Training any model in pure float16 is tricky as not only will large activation values potentially overflow but your training would also suffer from underflowing small gradients.
This is why we’ve developed the mixed-precision training util. via torch.amp, which not only uses an autocast context to transform tensors to float16 when it’s safe, but also uses a loss scaler to avoid underflows. Take a look at the AMP recipe and the examples to see how to use it.

Anandh_Perumal_Konar · September 8, 2022, 4:37am

I tried that but I get error the following error

RuntimeError: Found dtype Float but expected Half

ptrblck · September 8, 2022, 4:43am

Could you post a minimal, executable code snippet which would reproduce the error, please?

Anandh_Perumal_Konar · September 8, 2022, 2:22pm

Can you tell me what part of code would be helpful? Since, it is very modular, now sure I can paste the whole code.

ptrblck · September 8, 2022, 3:39pm

The first link already does it as it describes a simple network first with a standard training loop in default precision. In the next section autocast is added and afterwards the GradScaler both with code changes and with explanations why these utils. are used.
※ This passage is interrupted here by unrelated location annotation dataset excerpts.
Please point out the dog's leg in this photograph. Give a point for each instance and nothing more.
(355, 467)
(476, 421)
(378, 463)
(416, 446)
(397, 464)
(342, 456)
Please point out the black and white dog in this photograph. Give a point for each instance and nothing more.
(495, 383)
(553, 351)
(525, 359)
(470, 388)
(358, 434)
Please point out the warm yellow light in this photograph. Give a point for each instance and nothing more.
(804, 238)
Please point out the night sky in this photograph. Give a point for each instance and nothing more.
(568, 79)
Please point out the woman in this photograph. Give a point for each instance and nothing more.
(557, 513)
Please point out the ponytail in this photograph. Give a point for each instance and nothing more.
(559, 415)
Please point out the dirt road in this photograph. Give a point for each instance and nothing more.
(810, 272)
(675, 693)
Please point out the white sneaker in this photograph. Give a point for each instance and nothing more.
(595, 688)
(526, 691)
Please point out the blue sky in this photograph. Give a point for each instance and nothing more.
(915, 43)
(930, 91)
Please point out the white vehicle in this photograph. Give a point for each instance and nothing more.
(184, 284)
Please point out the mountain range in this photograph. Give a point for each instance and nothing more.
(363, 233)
Then the same initial code is posted again as All together: "Automatic Mixed Precision". Did you walk through this doc and got stuck somewhere?
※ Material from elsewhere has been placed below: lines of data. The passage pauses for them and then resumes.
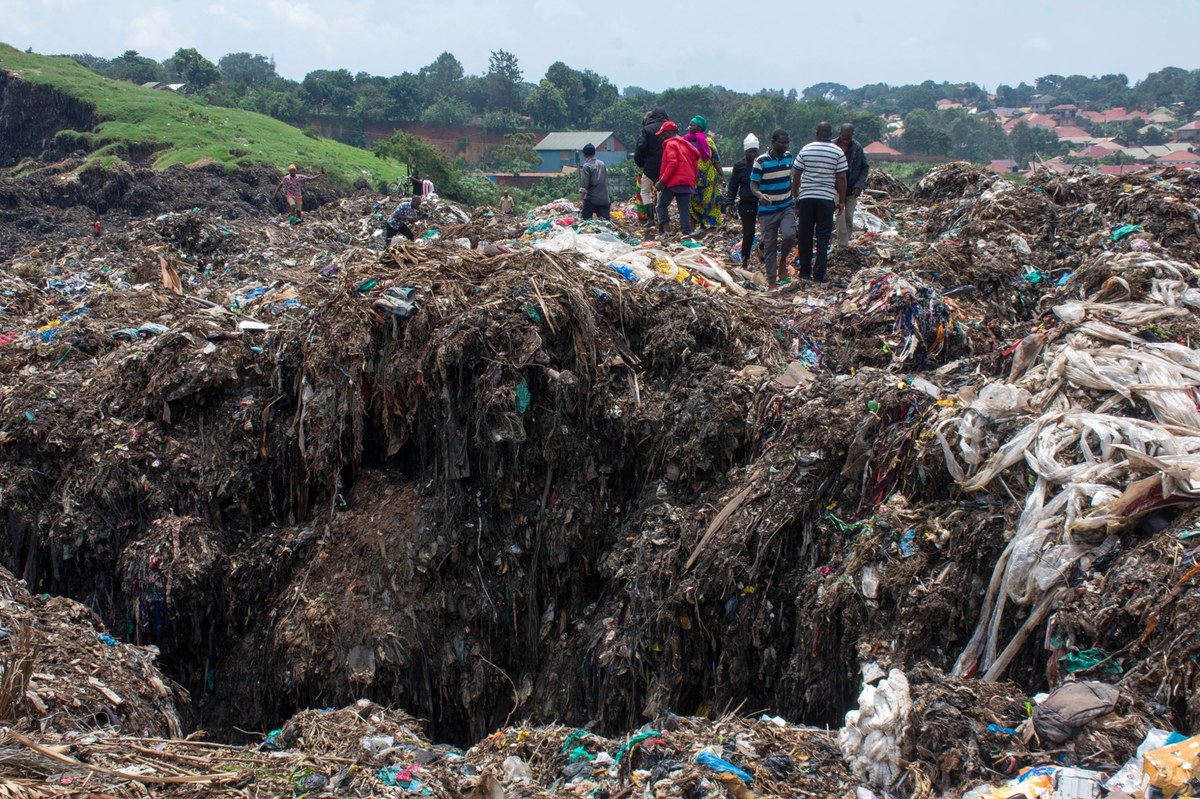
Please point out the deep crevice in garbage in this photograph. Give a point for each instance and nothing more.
(545, 493)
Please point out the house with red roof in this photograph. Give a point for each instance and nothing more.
(1098, 151)
(879, 148)
(1065, 113)
(1072, 133)
(1122, 168)
(1181, 158)
(1032, 120)
(1189, 132)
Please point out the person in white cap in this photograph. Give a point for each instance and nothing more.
(741, 192)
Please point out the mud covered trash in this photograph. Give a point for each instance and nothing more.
(61, 672)
(365, 750)
(549, 470)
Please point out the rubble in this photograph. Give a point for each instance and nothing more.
(541, 469)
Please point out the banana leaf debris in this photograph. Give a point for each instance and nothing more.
(549, 506)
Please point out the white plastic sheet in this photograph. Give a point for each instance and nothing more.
(1092, 464)
(871, 736)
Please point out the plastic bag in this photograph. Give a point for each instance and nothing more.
(516, 769)
(1171, 768)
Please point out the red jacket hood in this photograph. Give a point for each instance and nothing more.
(679, 163)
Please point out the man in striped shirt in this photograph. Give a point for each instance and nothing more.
(769, 180)
(819, 187)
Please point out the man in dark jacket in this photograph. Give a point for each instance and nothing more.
(742, 193)
(856, 180)
(648, 156)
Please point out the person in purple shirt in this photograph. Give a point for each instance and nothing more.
(292, 185)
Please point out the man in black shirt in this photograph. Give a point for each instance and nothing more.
(856, 181)
(648, 156)
(739, 192)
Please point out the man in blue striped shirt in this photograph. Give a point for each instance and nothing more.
(771, 181)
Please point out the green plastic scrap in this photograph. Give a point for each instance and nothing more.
(523, 397)
(1125, 230)
(634, 742)
(574, 738)
(1090, 660)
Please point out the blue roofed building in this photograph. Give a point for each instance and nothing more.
(565, 149)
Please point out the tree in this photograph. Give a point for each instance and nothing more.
(328, 90)
(503, 82)
(569, 84)
(1030, 142)
(193, 68)
(405, 91)
(688, 101)
(245, 68)
(419, 155)
(923, 137)
(546, 104)
(1014, 97)
(138, 68)
(973, 138)
(623, 118)
(832, 91)
(516, 154)
(94, 62)
(759, 116)
(442, 78)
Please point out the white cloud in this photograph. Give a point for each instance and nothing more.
(348, 19)
(153, 32)
(217, 10)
Anandh_Perumal_Konar · September 9, 2022, 4:40pm

Yes, I went through the doc. I think now the code works for me but I get error while updating the learning rate scheduler. is this the correct way to update learning rate scheduler

scaler.step(self.lr_scheduler)

or should I call it in the conventional way of self.lr_scheduler.step()
where as self.lr_scheduler.step() works for me.
I get the following error

'LambdaLR' object has no attribute 'param_groups'

ptrblck · September 9, 2022, 5:30pm

scaler.step expects an optimizer, so use lr_scheduler.step() instead.

Anandh_Perumal_Konar · September 9, 2022, 9:17pm

For amp, my model is predicting inf. I’m getting inf only during amp training and not during full precision training. Because of inf I’m getting error in sklearn during accuracy computation during training.
Any thoughts, why this is happening?

ptrblck · September 10, 2022, 12:58am

The forward method should not overflow so I don’t know what might be causing it and would need to get more information about the model etc.

Anandh_Perumal_Konar · September 10, 2022, 1:39am

If you look at this part of the code from the doc:

        with torch.autocast(device_type='cuda', dtype=torch.float16, enabled=use_amp):
            output = net(input)
aren't we telling the model output should always be float16? which will cause the overflow?